Highly sensitive polysilicon wire sensor for DNA detection using silica nanoparticles/γ-APTES nanocomposite for surface modification

Abstract

Poly-silicon wire (PSW) coated with a nanocomposite composed of a mixture of 3-aminopropyltriethoxysilane (γ-APTES) and polydimethylsiloxane (PDMS)-treated hydrophobic fumed silica nanoparticles (NPs) plus UV light illumination (γ-APTES + NPs + UV) is proposed for label-free DNA detection.
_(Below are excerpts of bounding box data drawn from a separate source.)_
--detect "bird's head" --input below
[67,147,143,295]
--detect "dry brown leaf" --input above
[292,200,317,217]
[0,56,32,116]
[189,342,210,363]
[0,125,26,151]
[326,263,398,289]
We found that the linear detection range extended from 1 fM to 10 μM, with a lowest detection limit of 0.3 fM, could be achieved using the PSW sensor for the analysis of 10-base-long synthetic DNA including the single-strained (ss)-homopolymers poly-adenine [poly(A)], poly-thymine [poly-(T)], poly-cytosine [poly(C)], and poly-guanines [poly(G)]. The proposed PSW sensor can detect a single base change within a trace amount of a 5-base-long DNA molecule solution with an ultra-low concentration of 10 fM, which is loaded and transferred by the focus-ion-beam (FIB) milled AFM tip. The adsorption of DNA molecules onto the γ-APTES + NPs + UV surface is extremely efficient and follows the Langmuir adsorption isotherm. Fourier transform infrared (FTIR) spectroscopy analysis showed the improvement was attributable to the ethoxy groups in the γ-APTES that reacted chemically with the silica NPs surfaces, forming a large clustered surface which increased the interaction between the DNA molecules and the NH 2 ligand of γ-APTES.